Et ses accompagnateurs sont loin de rester dans son ombre. Comme par exemple Lex Gillen, joueur de didgeridoo avec lequel il a fait un projet impliquant de „vrais“ aborigines. Ils sont allés jusqu’à jouer au Knuedler un concert pendant lequel alternaient des versions occidentalisées de la musique australienne et des chansons originales, vieilles de quelques mille années. Sinon, il a aussi collaboré avec Lisa Berg au violon, et d’autres musiciens incluant batteurs („ça donne plus de punch au live“) et des saxophonistes. Quand il décrit ces soirées, ses yeux se mettent à scruter l’horizon, comme s’il ne savait pas très bien quoi en penser: „Même si beaucoup de ces concerts avaient mon nom à l’affiche, je ne me mettais pas forcément en avant dans la musique. Je ne me sens pas obligé d’être le meneur de jeu. En fait, ce qui m’intéresse, c’est l’équilibre qui se crée petit à petit. Je peux adapter ma boîte rythmique à la mesure des autres musiciens et ainsi entrer dans leur jeu, le dominer un peu, puis lâcher le tout, pour laisser de la place aux autres.“ Pourtant collaborer avec des musiciens en live, ne signifie pas forcément qu’Emre Sevindik ait abandonné son chemin solo. Il veut rester un artiste indépendant.
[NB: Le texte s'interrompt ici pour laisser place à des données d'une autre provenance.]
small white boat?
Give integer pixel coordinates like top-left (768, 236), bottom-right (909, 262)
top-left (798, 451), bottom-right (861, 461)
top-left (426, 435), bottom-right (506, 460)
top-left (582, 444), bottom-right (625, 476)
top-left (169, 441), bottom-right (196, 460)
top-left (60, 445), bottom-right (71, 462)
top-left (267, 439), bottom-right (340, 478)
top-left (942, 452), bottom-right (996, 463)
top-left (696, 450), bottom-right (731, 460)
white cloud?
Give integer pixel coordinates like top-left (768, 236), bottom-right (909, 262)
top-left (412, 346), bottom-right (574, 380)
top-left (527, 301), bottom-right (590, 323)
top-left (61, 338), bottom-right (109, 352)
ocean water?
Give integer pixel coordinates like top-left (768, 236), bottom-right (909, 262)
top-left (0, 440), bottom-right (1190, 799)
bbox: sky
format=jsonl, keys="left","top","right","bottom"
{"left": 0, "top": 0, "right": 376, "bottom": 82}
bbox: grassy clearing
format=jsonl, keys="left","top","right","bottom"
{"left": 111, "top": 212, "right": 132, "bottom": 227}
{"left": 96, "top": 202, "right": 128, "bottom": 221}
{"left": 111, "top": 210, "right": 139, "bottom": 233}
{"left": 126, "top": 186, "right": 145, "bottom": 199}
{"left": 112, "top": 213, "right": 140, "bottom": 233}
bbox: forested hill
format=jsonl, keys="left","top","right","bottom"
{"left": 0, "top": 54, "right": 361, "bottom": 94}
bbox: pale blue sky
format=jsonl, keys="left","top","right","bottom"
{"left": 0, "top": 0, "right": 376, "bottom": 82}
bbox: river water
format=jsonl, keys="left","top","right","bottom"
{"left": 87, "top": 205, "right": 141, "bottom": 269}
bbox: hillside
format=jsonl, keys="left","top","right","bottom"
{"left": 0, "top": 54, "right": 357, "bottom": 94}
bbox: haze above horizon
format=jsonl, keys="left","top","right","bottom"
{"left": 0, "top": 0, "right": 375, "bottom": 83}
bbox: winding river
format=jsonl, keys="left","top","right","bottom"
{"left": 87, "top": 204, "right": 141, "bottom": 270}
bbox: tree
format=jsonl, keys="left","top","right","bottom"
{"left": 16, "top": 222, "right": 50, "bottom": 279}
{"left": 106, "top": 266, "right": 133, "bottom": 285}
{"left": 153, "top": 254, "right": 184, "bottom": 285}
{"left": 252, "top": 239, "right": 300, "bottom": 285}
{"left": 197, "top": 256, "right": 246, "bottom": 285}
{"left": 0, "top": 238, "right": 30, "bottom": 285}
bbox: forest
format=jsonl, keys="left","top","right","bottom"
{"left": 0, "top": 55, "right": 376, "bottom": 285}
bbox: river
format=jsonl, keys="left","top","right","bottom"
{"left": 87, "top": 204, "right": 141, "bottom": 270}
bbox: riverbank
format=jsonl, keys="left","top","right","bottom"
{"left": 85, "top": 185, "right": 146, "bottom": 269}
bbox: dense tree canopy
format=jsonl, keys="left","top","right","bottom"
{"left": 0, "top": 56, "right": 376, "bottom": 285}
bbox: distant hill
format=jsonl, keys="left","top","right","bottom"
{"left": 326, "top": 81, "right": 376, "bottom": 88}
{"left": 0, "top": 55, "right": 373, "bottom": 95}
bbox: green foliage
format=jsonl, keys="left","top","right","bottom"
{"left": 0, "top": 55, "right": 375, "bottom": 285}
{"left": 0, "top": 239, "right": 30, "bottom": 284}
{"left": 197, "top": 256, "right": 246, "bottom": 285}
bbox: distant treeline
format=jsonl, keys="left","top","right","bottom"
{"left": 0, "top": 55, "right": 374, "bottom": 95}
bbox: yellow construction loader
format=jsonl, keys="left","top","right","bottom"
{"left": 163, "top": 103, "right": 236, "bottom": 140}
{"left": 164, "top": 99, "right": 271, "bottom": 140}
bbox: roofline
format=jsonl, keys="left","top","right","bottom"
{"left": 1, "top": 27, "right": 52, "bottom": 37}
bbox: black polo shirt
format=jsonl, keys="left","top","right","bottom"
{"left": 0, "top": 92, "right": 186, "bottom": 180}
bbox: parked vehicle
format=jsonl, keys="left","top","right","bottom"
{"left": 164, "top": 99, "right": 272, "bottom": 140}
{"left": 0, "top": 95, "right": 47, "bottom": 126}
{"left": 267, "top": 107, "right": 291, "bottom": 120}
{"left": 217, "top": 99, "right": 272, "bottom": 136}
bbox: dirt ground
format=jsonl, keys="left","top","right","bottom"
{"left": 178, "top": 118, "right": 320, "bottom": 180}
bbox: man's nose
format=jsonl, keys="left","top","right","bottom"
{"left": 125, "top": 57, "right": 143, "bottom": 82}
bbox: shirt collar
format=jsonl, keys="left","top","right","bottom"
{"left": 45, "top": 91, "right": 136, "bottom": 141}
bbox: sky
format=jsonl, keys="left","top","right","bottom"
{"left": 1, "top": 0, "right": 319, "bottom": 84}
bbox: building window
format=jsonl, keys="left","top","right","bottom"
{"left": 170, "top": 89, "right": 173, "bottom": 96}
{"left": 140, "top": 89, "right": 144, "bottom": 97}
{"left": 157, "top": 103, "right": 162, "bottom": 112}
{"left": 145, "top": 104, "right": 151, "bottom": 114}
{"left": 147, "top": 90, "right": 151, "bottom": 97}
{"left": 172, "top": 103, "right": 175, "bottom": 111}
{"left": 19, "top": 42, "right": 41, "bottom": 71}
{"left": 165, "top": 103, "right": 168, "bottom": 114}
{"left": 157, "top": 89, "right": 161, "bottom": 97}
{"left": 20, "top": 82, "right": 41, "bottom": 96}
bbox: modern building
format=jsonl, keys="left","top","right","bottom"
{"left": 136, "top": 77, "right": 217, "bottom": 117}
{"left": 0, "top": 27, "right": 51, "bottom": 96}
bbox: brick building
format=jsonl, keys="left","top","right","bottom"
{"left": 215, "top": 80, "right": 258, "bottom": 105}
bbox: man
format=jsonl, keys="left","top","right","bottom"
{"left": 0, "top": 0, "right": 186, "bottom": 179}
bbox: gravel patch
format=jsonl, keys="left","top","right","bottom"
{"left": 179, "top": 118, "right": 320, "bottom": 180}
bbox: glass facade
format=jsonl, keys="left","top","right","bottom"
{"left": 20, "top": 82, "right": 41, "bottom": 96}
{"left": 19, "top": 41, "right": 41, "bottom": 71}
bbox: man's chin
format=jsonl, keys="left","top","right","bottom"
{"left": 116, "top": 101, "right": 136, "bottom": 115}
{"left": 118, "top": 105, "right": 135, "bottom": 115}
Côté finances cela se traduit par l’attente du statut d’artiste professionnel indépendant alloué par le ministère de la culture. Selon lui, son dossier aurait des chances réelles de passer. Ainsi son futur serait assuré, même si le présent est loin d’être précaire „Je réussis à gagner ma vie, en me faufilant de projet en projet. En plus ma femme me soutient, quand j’ai des trous de planning“. Après des études en communication, plusieurs tentatives infructueuses à intégrer le petit monde des médias grand-ducaux, et quelques emplois plus ou moins temporaires, Emre Sevindik a donc finalement opté pour l’indépendance, fait assez rare dans la „scène“. Mais bon, de quelle scène parle-t-on? Il se fait tard, et le grand hall du café est d’autant plus vide qu’il n’y a que trois ou quatre personnes qui restent. Emre Sevindik se met sur son vélo et disparaît dans la nuit.